European, Iranian and US officials have been saying for weeks that an agreement is within sight – but the IRGC issue appears to be the final hurdle.
Former US President Donald Trump in 2018 had nixed the deal and unleashed a “maximum pressure” campaign of sanctions against Iran. In turn, Iran has been loosening its commitments to the agreement and advancing its nuclear programme.
Amid growing regional tensions, Trump’s administration also blacklisted the IRGC as a “terrorist” group in 2019 – the first such designation against a branch of a foreign country’s military. Then, in early 2020, a US air raid in Baghdad killed Iranian General Qassem Soleimani, the head of the Quds Force.
Top aides to Biden have said they still view the IRGC as a “terrorist” organisation but have not ruled out delisting the group, arguing that even if removed from the list, the Revolutionary Guards would still be under a slew of US sanctions.

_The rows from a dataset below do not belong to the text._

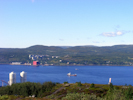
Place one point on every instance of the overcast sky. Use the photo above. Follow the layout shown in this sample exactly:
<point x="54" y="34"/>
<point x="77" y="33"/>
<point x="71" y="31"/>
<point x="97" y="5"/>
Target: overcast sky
<point x="24" y="23"/>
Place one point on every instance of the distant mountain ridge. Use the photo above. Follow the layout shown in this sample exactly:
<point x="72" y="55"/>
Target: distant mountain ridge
<point x="121" y="54"/>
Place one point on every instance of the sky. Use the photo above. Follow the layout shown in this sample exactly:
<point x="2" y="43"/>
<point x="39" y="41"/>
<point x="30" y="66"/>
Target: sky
<point x="24" y="23"/>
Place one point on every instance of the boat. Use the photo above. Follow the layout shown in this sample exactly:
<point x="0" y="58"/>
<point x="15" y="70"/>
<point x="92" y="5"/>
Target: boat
<point x="76" y="69"/>
<point x="69" y="74"/>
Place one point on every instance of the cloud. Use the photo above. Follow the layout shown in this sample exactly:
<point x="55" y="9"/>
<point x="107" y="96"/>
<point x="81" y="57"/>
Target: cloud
<point x="96" y="42"/>
<point x="61" y="39"/>
<point x="115" y="33"/>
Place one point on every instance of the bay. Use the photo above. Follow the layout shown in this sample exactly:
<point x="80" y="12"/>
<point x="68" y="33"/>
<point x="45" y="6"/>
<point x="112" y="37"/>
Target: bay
<point x="120" y="75"/>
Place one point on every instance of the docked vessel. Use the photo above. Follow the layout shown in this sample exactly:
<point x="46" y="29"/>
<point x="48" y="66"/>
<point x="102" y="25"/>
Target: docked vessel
<point x="69" y="74"/>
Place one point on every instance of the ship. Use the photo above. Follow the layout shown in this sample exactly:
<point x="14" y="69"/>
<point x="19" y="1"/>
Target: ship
<point x="69" y="74"/>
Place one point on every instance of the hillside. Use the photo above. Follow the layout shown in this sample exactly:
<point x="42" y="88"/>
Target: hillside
<point x="78" y="55"/>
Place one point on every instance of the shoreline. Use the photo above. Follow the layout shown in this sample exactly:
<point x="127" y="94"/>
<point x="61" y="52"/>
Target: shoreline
<point x="64" y="65"/>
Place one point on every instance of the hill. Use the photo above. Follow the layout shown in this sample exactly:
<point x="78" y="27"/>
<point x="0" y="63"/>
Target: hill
<point x="78" y="55"/>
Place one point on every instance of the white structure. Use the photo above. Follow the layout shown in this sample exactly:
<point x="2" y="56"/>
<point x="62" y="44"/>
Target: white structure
<point x="12" y="78"/>
<point x="23" y="77"/>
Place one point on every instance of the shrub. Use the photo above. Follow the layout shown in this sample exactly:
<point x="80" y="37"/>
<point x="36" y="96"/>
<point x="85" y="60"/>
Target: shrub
<point x="79" y="83"/>
<point x="92" y="85"/>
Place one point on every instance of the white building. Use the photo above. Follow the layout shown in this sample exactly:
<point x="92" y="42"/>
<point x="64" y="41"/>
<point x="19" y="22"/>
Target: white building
<point x="12" y="78"/>
<point x="23" y="77"/>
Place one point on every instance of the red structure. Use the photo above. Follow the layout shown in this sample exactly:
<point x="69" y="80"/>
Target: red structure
<point x="35" y="63"/>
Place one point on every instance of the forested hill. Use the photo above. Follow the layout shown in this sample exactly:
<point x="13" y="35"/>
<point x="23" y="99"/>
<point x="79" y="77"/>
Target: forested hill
<point x="78" y="55"/>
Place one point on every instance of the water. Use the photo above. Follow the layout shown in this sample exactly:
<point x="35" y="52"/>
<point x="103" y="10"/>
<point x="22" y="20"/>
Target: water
<point x="120" y="75"/>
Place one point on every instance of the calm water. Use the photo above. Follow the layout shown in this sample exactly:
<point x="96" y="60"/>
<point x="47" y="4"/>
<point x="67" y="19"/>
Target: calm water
<point x="120" y="75"/>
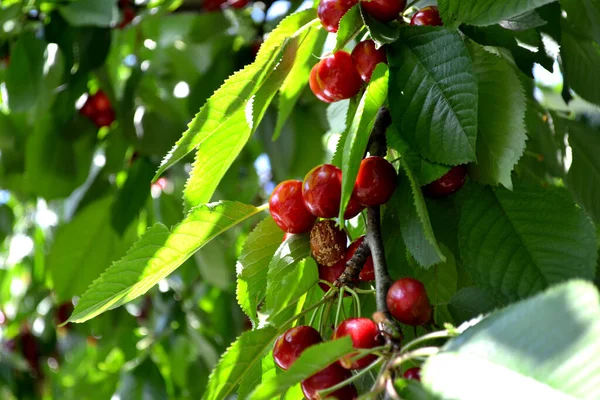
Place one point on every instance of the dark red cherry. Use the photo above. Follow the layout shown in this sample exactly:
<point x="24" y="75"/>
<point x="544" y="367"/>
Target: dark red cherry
<point x="292" y="343"/>
<point x="413" y="373"/>
<point x="330" y="12"/>
<point x="337" y="77"/>
<point x="375" y="182"/>
<point x="366" y="57"/>
<point x="327" y="378"/>
<point x="364" y="335"/>
<point x="287" y="208"/>
<point x="367" y="274"/>
<point x="384" y="10"/>
<point x="427" y="16"/>
<point x="447" y="184"/>
<point x="408" y="303"/>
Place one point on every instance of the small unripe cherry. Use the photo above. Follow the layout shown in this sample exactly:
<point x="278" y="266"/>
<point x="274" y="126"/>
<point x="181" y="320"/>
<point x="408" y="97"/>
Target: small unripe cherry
<point x="292" y="343"/>
<point x="327" y="243"/>
<point x="384" y="10"/>
<point x="287" y="208"/>
<point x="375" y="182"/>
<point x="326" y="378"/>
<point x="427" y="16"/>
<point x="364" y="334"/>
<point x="447" y="184"/>
<point x="330" y="12"/>
<point x="413" y="373"/>
<point x="366" y="57"/>
<point x="408" y="303"/>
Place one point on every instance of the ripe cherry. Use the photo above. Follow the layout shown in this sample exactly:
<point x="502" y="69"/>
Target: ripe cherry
<point x="365" y="57"/>
<point x="375" y="182"/>
<point x="326" y="378"/>
<point x="330" y="12"/>
<point x="287" y="208"/>
<point x="292" y="343"/>
<point x="327" y="243"/>
<point x="364" y="335"/>
<point x="447" y="184"/>
<point x="384" y="10"/>
<point x="336" y="77"/>
<point x="413" y="373"/>
<point x="408" y="303"/>
<point x="367" y="274"/>
<point x="427" y="16"/>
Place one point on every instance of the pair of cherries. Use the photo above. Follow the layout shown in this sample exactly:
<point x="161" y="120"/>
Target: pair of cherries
<point x="295" y="205"/>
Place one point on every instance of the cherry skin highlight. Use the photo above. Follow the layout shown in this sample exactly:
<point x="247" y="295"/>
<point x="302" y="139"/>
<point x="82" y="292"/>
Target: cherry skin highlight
<point x="413" y="373"/>
<point x="326" y="378"/>
<point x="375" y="182"/>
<point x="287" y="208"/>
<point x="408" y="303"/>
<point x="330" y="12"/>
<point x="365" y="57"/>
<point x="427" y="16"/>
<point x="448" y="184"/>
<point x="364" y="335"/>
<point x="384" y="10"/>
<point x="292" y="343"/>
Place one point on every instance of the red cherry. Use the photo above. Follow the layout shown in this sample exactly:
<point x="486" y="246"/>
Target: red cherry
<point x="375" y="182"/>
<point x="365" y="57"/>
<point x="322" y="190"/>
<point x="428" y="16"/>
<point x="384" y="10"/>
<point x="367" y="274"/>
<point x="287" y="208"/>
<point x="364" y="335"/>
<point x="337" y="76"/>
<point x="330" y="12"/>
<point x="413" y="373"/>
<point x="326" y="378"/>
<point x="407" y="301"/>
<point x="447" y="184"/>
<point x="292" y="343"/>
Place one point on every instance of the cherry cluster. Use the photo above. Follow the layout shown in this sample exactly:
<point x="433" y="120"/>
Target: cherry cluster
<point x="98" y="109"/>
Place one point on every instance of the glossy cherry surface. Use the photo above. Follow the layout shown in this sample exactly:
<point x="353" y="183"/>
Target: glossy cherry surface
<point x="447" y="184"/>
<point x="427" y="16"/>
<point x="364" y="335"/>
<point x="384" y="10"/>
<point x="287" y="208"/>
<point x="366" y="57"/>
<point x="292" y="343"/>
<point x="375" y="182"/>
<point x="327" y="378"/>
<point x="408" y="303"/>
<point x="330" y="12"/>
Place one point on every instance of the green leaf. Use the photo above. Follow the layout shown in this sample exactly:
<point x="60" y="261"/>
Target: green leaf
<point x="297" y="78"/>
<point x="76" y="259"/>
<point x="583" y="178"/>
<point x="360" y="131"/>
<point x="515" y="244"/>
<point x="253" y="265"/>
<point x="232" y="98"/>
<point x="312" y="360"/>
<point x="158" y="253"/>
<point x="525" y="349"/>
<point x="433" y="94"/>
<point x="90" y="12"/>
<point x="238" y="360"/>
<point x="484" y="12"/>
<point x="25" y="72"/>
<point x="502" y="137"/>
<point x="350" y="25"/>
<point x="469" y="303"/>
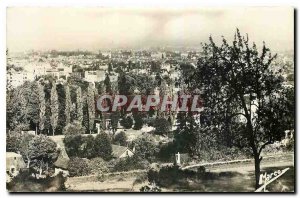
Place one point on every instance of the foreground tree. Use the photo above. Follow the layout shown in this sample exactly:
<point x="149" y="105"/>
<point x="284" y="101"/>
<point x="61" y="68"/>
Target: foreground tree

US and Iranian officials have held several rounds of indirect talks in the Austrian capital Vienna since April of last year to revive the nuclear deal, the last of which ended last month.
But amid the apparent IRGC impasse, US Secretary of State Antony Blinken expressed scepticism about the prospect of reviving the pact this week.
“I would say simply that I’m not overly optimistic at the prospects of actually getting an agreement to conclusion,” Blinken told MSNBC on Wednesday, April 6. “I continue to believe it would be in the best interests of our country if we can get back into compliance with the deal, if Iran will do the same. We’re not there.”
Meanwhile, Iranian Foreign Minister Hossein Amirabdollahian has repeatedly denounced “excessive demands” by Washington that he says are stalling the talks.
Ryan Costello, policy director at the National Iranian American Council (NIAC), a Washington, DC-based group in favour of restoring the deal, said last month that delisting the IRGC would be symbolic – with US sanctions on the group and its leaders remaining in place.
Still, he said it may generate significant political backlash for Biden in the US. “It would be a real shame to come this far and expend this much energy on reconstituting a very good deal just to have it fall apart over this relatively symbolic designation,” Costello told Al Jazeera.